Former U.S. Solicitor General Paul Clement is among counsel to the Raimondo petitioners and opens with a clear attack on Chevron's legitimacy. He opens with noting that Chevron itself was decided by "a six-justice court—the bare minimum for a quorum[,]" Petr. Br. 1., and that "[e]ver since, judges, litigants, and scholars have struggled not only to apply Chevron, but to reconcile it with the Constitution, the Administrative Procedure Act (APA), and the historical record." Id. The question presented by the petitioner is clear in its aim: "Whether the Court should overrule Chevron or at least clarify that statutory silence concerning controversial powers expressly but narrowly granted elsewhere in the statute does not constitute an ambiguity requiring deference to the agency." Petr. Br. at i.

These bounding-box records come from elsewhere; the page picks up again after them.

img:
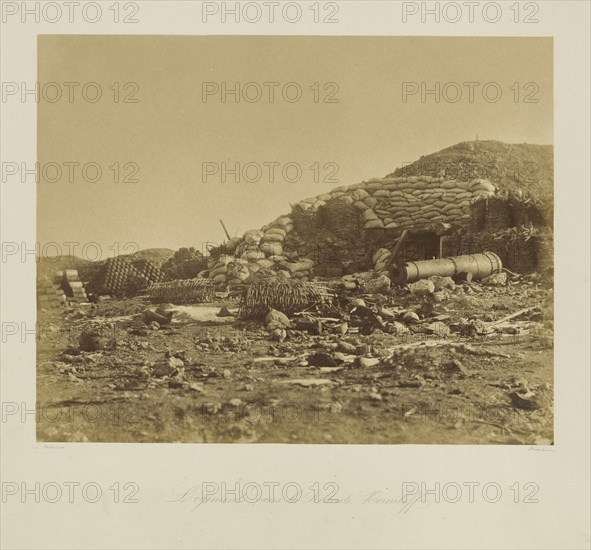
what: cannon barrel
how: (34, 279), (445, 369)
(392, 252), (503, 285)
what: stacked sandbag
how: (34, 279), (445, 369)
(208, 254), (236, 285)
(209, 216), (300, 285)
(131, 260), (164, 284)
(372, 248), (392, 274)
(277, 258), (314, 282)
(338, 176), (496, 230)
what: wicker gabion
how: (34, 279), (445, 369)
(91, 256), (162, 296)
(146, 277), (215, 304)
(240, 279), (335, 318)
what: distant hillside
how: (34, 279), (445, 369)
(131, 248), (175, 267)
(386, 140), (554, 202)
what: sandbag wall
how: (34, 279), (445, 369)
(208, 216), (314, 286)
(294, 176), (496, 231)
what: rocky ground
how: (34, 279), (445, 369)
(37, 274), (553, 444)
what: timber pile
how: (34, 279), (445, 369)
(146, 277), (214, 304)
(239, 279), (335, 318)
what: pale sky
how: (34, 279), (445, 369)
(37, 35), (553, 253)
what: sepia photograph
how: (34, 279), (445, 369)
(34, 35), (554, 445)
(0, 0), (591, 550)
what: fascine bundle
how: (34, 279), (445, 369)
(146, 277), (215, 304)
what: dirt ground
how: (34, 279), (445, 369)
(37, 276), (553, 445)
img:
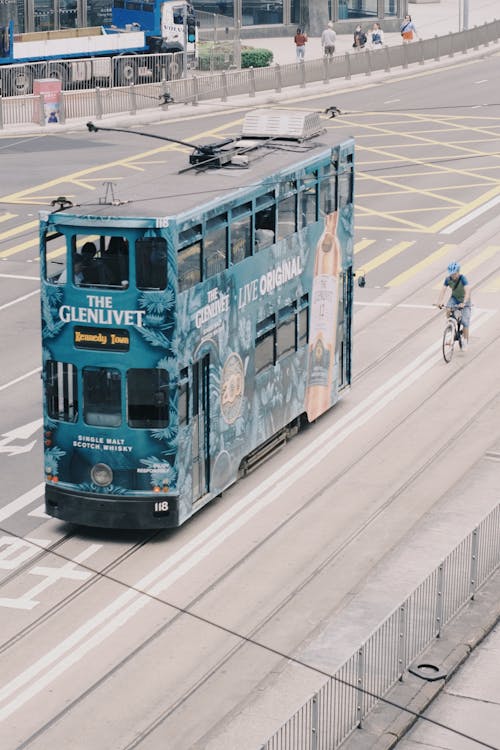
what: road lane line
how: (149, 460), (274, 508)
(0, 367), (42, 391)
(0, 311), (495, 721)
(385, 245), (456, 287)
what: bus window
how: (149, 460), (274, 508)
(230, 203), (252, 265)
(319, 174), (337, 216)
(300, 174), (318, 227)
(45, 360), (78, 422)
(255, 329), (274, 374)
(297, 296), (309, 349)
(278, 194), (297, 240)
(127, 368), (168, 428)
(255, 205), (276, 252)
(83, 367), (122, 427)
(203, 216), (227, 279)
(276, 307), (295, 359)
(135, 237), (167, 289)
(338, 167), (353, 208)
(178, 368), (189, 426)
(41, 231), (67, 284)
(177, 242), (201, 292)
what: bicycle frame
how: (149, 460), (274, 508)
(443, 305), (463, 363)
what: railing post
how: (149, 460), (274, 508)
(365, 49), (372, 76)
(128, 83), (137, 115)
(356, 646), (365, 729)
(274, 63), (283, 94)
(403, 43), (408, 69)
(191, 76), (200, 107)
(38, 94), (45, 127)
(384, 44), (391, 73)
(474, 26), (479, 52)
(398, 604), (406, 682)
(448, 31), (455, 57)
(298, 60), (306, 89)
(59, 91), (66, 125)
(95, 86), (102, 120)
(434, 34), (440, 62)
(469, 526), (479, 600)
(248, 67), (255, 97)
(417, 39), (425, 65)
(345, 52), (351, 81)
(221, 70), (227, 102)
(311, 693), (319, 750)
(436, 562), (444, 638)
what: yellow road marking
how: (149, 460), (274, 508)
(386, 245), (456, 287)
(363, 242), (415, 273)
(434, 250), (500, 289)
(354, 239), (375, 253)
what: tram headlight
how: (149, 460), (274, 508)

Under Chevron such deference is broadly required. Even where Congressional authority to an agency to regulate is deemed implicit rather than explicit, a court applying Chevron cannot "substitute its own construction of a statutory provision for a reasonable interpretation" by an agency. Chevron at 844. Whether this broad deference will survive the coming summer remains to be seen. Perhaps Mr. Clement's nod to "controversial powers" will trigger a "major questions" doctrine treatment that allows Chevron to remain as a background principle; perhaps Chevron is jettisoned altogether in favor of the traditional rules of statutory construction employed by a reviewing court in evaluating whether an agency has appropriately interpreted a statute. Perhaps some degree of deference remains—perhaps a Skidmore deference—allowing the special knowledge and political acumen of federal agencies to enjoy deference where they persuasively come to their interpretive conclusions. In any event, we can all anticipate, many eagerly, that administrative deference under Chevron will have a watershed moment before the Supreme Court's next term is out.
Footnote
1. Congressional Research Service, Chevron Deference: A Primer at pp. 17-19.